Should the Reconciliation Act be rescinded?

Should the Reconciliation Act be rescinded?
Al Ritter

Under the Congressional Budget Act of 1974 the Reconciliation Act grew legs; the move was created to approve budget spending measures to avoid filibuster. Often referred to as the Byrd Rule for Sen. Robert Byrd it was adopted in 1985 then amended in 1990. Its main effect is that reconciliation cannot be used for provisions that would increase the deficit beyond 10 years after the reconciliation measure.

In this light the Clinton Healthcare Reform was shot down and in real time measures the new Health Care reform shouldn’t be allowed either. Even Senator Robert Byrd doesn’t think it should be used for this purpose, and has said so on numerous occasions.
The biggest question is…….is this rule/law even Constitutional? In Section 7 of the Constitution it states…

“Every Order, Resolution, or Vote to which the Concurrence of the Senate and House of Representatives may be necessary (except on a question of Adjournment) shall be presented to the President of the United States; and before the Same shall take Effect, shall be approved by him, or being disapproved by him, shall be repassed by two thirds of the Senate and House of Representatives, according to the Rules and Limitations prescribed in the Case of a Bill.”

This statement has been part of our Constitution from the beginning, and yet the Byrd Rule circumvents the very idea of a 2/3rds majority, and reduces it to a simple 51% majority, making it unconstitutional in its very wording.

This all hinges on what you think is more important… be considered a Republic (a country of laws), or are we a Democracy (a rule by a simple majority). Even the Constitution has an opinion on this, and it is found in Article 4 Section 4 where it states……

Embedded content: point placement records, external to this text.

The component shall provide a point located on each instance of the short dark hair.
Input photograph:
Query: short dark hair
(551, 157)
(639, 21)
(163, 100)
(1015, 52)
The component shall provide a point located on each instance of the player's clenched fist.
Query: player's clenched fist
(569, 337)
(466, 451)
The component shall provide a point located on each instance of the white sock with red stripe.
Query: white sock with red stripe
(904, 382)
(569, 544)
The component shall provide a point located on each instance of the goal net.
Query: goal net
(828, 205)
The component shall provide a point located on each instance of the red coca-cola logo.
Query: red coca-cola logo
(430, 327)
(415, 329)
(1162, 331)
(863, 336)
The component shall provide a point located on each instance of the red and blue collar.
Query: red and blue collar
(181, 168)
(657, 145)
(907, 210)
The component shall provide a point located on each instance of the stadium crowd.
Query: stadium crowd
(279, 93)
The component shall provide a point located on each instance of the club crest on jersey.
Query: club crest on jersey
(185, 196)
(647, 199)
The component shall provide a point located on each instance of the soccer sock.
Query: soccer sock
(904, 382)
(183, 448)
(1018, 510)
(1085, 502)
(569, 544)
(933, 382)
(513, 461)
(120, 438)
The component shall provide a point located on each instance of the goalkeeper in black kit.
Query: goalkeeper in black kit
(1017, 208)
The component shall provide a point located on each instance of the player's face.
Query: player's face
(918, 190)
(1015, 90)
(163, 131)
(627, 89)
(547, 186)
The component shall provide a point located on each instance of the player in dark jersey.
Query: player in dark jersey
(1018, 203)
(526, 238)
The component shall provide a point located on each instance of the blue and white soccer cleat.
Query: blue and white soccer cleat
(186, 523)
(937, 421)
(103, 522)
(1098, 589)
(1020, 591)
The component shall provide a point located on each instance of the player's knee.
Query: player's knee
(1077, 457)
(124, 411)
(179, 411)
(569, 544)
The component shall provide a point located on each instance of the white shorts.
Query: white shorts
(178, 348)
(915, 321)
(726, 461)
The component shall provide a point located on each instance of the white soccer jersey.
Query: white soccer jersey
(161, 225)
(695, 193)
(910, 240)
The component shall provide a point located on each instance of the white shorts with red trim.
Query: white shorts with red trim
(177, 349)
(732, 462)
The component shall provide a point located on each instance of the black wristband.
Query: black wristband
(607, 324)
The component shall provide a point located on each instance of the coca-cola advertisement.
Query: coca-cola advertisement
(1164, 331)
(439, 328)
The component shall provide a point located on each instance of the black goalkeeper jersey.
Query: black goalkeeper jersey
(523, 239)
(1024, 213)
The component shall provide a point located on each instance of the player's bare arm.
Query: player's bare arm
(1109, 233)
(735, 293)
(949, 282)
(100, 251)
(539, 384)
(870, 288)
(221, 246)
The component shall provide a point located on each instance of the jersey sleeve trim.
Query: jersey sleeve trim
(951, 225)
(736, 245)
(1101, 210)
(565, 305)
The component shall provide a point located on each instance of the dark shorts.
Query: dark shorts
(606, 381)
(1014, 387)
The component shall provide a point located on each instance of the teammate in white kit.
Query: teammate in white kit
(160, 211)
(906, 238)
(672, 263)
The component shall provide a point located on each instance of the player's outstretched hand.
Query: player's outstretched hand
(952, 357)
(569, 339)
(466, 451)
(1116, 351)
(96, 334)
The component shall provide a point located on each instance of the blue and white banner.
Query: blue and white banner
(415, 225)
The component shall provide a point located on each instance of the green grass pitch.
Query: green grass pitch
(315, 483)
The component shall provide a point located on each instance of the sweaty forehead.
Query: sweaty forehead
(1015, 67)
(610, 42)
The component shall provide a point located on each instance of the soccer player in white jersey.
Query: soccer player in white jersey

“The United States shall guarantee to every State in this Union a Republican Form of Government, and shall protect each of them against Invasion; and on Application of the Legislature, or of the Executive (when the Legislature cannot be convened) against domestic Violence.”

It depends on what form of government you see as acceptable, or better still, what our founding father had intended, and whether you believe the Constitution is, a document to be followed, or a “living document,” an instrument to changed at the whim of a simple majority, depending on what party is in office at the time.